Mercedes' rear wing © LAT
Renault has got the inlet in the middle of the wing in the top surface and its also got two outer inlets, which equalises the air in the chamber of the wing so you've got decent airflow to the main slot gap. It's very elegantly done and heralds a whole new family of rear wings that are made possible by the F-duct - until the concept is outlawed by changes to the regulations next year!
Renault is probably the first team to do it well. Mercedes has done something similar, but not quite as well. The theory is the same, but it hasn't exploited the concept as well.
Renault has done a lot of very good work aerodynamically recently, and the rear wing is another example of how good a grasp the team has of the airflow. For the first time in a while, Renault is trend-setting.
McLaren has struggled since it introduced the exhaust-blown diffuser package in Friday practice at Silverstone, an upgrade that some thought would allow it to overhaul Red Bull. To adapt your car to include this concept when you have designed it around a conventional diffuser is not an easy task. Unless you introduce a whole new diffuser package, and I haven't seen that on many of the cars, there's a danger that you will overwork the diffuser, which will give you little benefit.
To adapt your exhaust mid-season to work with your diffuser and to get it to work consistently with the throttle open and closed is difficult.
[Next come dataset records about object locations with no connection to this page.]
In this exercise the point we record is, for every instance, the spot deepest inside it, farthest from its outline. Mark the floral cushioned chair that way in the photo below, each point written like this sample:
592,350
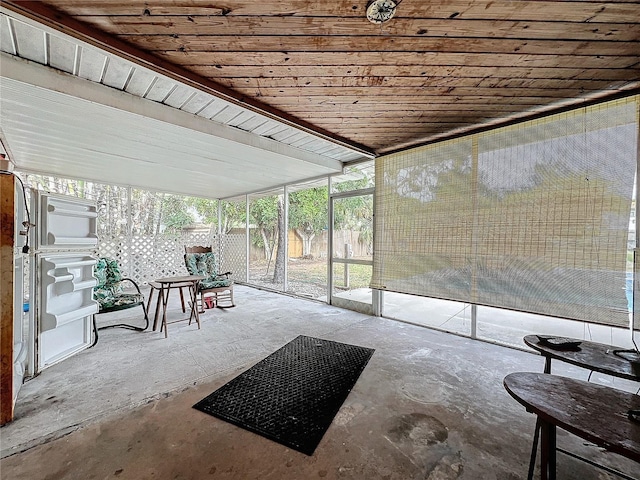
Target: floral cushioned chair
217,286
111,295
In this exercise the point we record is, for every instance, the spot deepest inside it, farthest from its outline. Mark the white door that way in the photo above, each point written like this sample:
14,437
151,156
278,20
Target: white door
21,323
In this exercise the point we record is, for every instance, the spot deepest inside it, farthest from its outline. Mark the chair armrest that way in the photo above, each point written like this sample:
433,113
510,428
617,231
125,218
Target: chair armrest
133,282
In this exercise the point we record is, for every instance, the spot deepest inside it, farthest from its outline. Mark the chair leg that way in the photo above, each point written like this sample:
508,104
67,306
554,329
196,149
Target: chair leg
182,300
95,331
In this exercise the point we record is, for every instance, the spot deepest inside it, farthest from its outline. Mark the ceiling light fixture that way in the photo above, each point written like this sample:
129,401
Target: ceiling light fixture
380,11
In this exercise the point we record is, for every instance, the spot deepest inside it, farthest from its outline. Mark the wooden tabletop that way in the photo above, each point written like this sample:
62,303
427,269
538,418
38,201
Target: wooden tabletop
184,278
593,412
594,356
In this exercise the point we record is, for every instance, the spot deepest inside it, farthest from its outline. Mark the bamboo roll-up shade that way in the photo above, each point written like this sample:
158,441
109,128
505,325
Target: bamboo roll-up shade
533,217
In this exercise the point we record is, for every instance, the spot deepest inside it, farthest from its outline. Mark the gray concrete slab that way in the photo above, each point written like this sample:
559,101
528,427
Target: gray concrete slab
429,405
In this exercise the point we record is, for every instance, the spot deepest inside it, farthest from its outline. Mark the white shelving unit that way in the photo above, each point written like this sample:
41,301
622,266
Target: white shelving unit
66,237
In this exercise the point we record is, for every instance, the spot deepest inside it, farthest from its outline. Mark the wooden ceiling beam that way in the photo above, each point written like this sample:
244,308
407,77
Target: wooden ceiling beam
451,9
262,26
415,82
389,46
282,72
424,59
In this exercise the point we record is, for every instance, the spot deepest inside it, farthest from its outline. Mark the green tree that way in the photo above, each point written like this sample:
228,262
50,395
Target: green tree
264,217
308,214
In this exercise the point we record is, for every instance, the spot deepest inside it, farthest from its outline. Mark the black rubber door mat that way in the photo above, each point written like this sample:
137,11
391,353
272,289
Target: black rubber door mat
292,395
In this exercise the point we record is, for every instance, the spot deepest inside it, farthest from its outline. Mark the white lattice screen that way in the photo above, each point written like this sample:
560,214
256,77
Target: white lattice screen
144,258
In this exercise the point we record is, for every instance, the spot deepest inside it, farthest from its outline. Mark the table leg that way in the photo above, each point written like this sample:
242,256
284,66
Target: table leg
193,293
534,450
184,310
547,450
165,301
547,364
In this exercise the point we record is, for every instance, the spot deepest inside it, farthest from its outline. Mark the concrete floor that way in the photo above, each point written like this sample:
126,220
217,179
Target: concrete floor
429,405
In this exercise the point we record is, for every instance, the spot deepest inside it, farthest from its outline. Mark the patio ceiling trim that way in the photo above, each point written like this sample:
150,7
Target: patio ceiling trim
43,14
62,125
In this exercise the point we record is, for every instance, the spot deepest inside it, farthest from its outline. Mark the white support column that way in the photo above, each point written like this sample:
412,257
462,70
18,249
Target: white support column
285,286
329,243
474,321
248,240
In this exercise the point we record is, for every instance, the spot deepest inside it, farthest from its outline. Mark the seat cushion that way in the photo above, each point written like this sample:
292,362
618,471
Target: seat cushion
121,300
214,283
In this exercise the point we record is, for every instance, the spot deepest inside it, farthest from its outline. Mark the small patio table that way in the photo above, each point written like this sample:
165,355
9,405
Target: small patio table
596,413
167,283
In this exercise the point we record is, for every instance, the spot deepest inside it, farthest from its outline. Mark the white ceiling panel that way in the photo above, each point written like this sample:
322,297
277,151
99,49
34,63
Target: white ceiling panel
58,134
116,73
76,111
29,42
7,39
91,64
62,54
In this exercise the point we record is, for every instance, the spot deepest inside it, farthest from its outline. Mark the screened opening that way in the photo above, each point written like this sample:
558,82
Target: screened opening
533,217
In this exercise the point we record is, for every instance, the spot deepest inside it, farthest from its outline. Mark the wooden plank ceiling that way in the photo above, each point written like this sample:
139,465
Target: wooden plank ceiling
439,68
I also don't believe that there's as much performance to be had in the diffuser working better as there is in filling up the void behind the rear tyre, which is where you would normally be channelling the air. That will reduce the drag of the car and also help the diffuser work better. If you change your exhaust position and expect the diffuser and the whole package to work better you are probably being optimistic - that's why we are seeing people taking packages on and off like this. Ferrari took a while to achieve this, and seems to be doing well with it, but I believe that the front wing is playing a bigger part in this improvement in performance .
There is an intrinsic advantage in getting the exhaust gases out lower, because if they are coming out higher they will interfere with the beam wing and the main part of the rear wing. There are some negatives that you reduce by lowering the exhaust outlets, but there aren't that many positives to be had!
There was talk that McLaren was expecting to get something like seven-tenths of a second a lap out of the diffuser, but to talk about that kind of increase is akin to Zimbabwean inflation! You just can't find that kind of gain - just look at the comparison of last year's lap times to this year's. To change an exhaust and expect that kind of gain is too optimistic.
As to whether it has set McLaren back, you have to bear in mind that anything you do sets you back. Time devoted to a certain concept, whether it's in the design phase, the engineering phase, the manufacturing phase or the track-running phase takes up resources and it has to produce a benefit. McLaren admits that it has been a struggle
to get the best out of this package, and there could still be more to come.
I don't think that any team has been caused any problems by introducing the exhaust-blown diffuser, even though it seems that, in McLaren's case, the on-track benefit hasn't matched the windtunnel benefit. The key is not just putting a package on the car, it's about understanding it. Ferrari seems to have got to grips with it better, perhaps through a combination of more realistic expectations and better simulation.
The fact is that McLaren appears to be going backwards, and needs to react soon to keep its championship hopes alive.